Julio, el mes del bonito del norte: cuándo la costera nos regala sus mejores capturas

21/07/2026 · Redacción Cookmonkeys

Julio, el mes del bonito del norte: cuándo la costera nos regala sus mejores capturas

Julio llega con el sonido de las olas y la promesa de pescado de primera calidad. Para los amantes de la gastronomía marina, este mes marca el inicio de la costera del bonito del norte, ese momento mágico en el que este pez migratorio alcanza su esplendor culinario. A diferencia de otras épocas del año, cuando el bonito puede resultar más fibroso o con menor contenido graso, el julio nos ofrece ejemplares con una carne firme y jugosa que apenas necesita más que sal, pimienta y fuego para brillar en la mesa.

La diferencia entre el bonito de julio y el del resto del año es sustancial. Durante la costera, estos peces llegan a nuestras costas atlánticas cargados de reservas energéticas, lo que se traduce en filetes marmorosos con una infiltración grasa equilibrada. Esta grasa intramuscular es precisamente lo que proporciona ese sabor intenso y ese punto de untuosidad que lo distingue del bonito de otros meses, más pálido y seco. Un simple corte en rodajas gruesas, a la parrilla durante apenas tres o cuatro minutos por cada lado, es suficiente para apreciar toda su complejidad.

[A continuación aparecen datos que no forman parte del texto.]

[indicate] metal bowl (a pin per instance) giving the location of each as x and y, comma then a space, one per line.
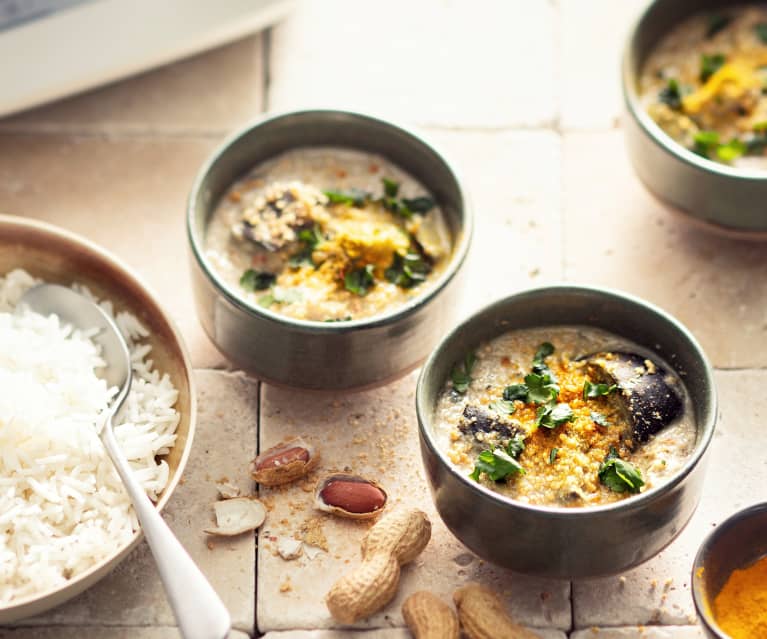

Pero julio no es solo del bonito del norte. Las sardinas y las caballas también viven su momento de gloria en este mes estival. Las sardinas, más pequeñas y ágiles, ofrecen una jugosidad incomparable cuando están en plena temporada: su carne tierna y sus aceites naturales las convierten en candidatas ideales para la plancha o la parrilla, métodos que preservan esa humedad interior mientras crean una piel crujiente y sabrosa. Las caballas, por su parte, son primas mayores del bonito con un sabor más pronunciado y una textura menos delicada, pero igualmente espléndidas cuando se cocinan a fuego vivo. Mientras que el bonito pide respeto y solo sal, la caballa permite maridajes más atrevidos: un chorrito de limón, un toque de ajo, incluso unas gotas de salsa de soja.

La diferencia clave entre estos tres pescados azules radica en su tamaño, sabor y textura. El bonito del norte es el más grande y noble, con filetes generosos y sabor limpio. La caballa es más pequeña, con un sabor más fuerte y característico, y se presta mejor a técnicas que reduzcan su intensidad. La sardina, la más delicada, brinda toda su gloria en formatos enteros o en filetes finos, donde su frescura es el protagonista absoluto. Para julio, la recomendación es simple: disfruta de los tres, pero en preparaciones que respeten su naturaleza estival. La parrilla es tu mejor aliada; el fuego, tu mejor condimento.